Here's your fucking cheesy movie.

THE END

Arnošt Veselý, a desperate forty-three year old scriptwriter/director of B-movies, angrily deleted the last few sentences of his latest blockbuster and with a sigh turned away from the computer towards the window under which the local youths were happily hanging out, letting the piercing white rays of the summer sun blind him for a moment.

But, let's be honest, at that moment he would have liked to be permanently blinded. Blindness was much nicer to him than the sight of a blank computer screen, which should have long ago been the screenplay for a two-hour movie.

But what can you do when the Muses are silent? Then all the reproachful glances from executors and investors are useless. In that case, all you can do is wait...

But of course, if, like Arnošt, you have to present your bosses with a finished, checked and edited (though not necessarily perfect, you are not writing a novel. The actors will read it even with the typos) version of the script that day, on which a low-budget film is to be made the next week, you have no choice but to point a gun at the Muse's forehead and take the inspiration that belongs to you by force.

However, Arnošt was prevented from carrying out this literary massacre firstly by the drunks under his window, secondly by his very self-centred neighbour who thought that playing Metallica at full volume at six in the morning on a Sunday was a good idea, and thirdly by a general lack of life energy.

So Arnošt just combed his greying black hair and looked at the phantom that was staring at him from the silver waves of the mirror behind his desk. The job of a failed filmmaker was a curse. Years ago, he might have been a professional model if it hadn't been for the broad scar on his forehead that would forever remind him of his youth spent in pubs, and now?

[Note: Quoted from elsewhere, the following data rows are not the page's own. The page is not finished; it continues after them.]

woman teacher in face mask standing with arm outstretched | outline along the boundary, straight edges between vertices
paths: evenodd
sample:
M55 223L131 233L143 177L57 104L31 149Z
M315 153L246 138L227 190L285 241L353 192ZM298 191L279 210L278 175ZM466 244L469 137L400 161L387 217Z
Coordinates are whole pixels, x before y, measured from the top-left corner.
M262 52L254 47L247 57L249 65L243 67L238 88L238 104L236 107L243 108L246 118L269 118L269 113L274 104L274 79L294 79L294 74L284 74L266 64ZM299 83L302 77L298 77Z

Now they wouldn't cast him in a horror movie.

Arnošt's tar-yellowed fingernails instinctively reached for the flask that stood open next to the unfortunate computer with the unfinished/unstarted script. That's the only advantage of having your car confiscated by the revenue service-you can drink right away from the morning.

Ding! Dong!

The gong-like bell at Arnošt's door rang.

"Come in! It's open!" Arnošt barked, wiping vodka from his lips.

It seemed he would write nothing more that morning.

But it didn't matter, the semi-autobiographical story about the suicidal screenwriter was all he could think of anyway.

"You shouldn't leave it unlocked." A deep voice with a strong Russian accent came from the hallway, followed by the thump of a door. "You live in a dangerous neighborhood."

"Bullshit! I'll be the only dangerous one in here if the freak next door doesn't turn down that horrible music!" Arnošt sputtered, standing up to greet his guest.

"Hello, I'm Arnošt Veselý, was it you I spoke to on the phone yesterday?" Arnošt said absently, while trying to put his paper-strewn desk in a bit of order.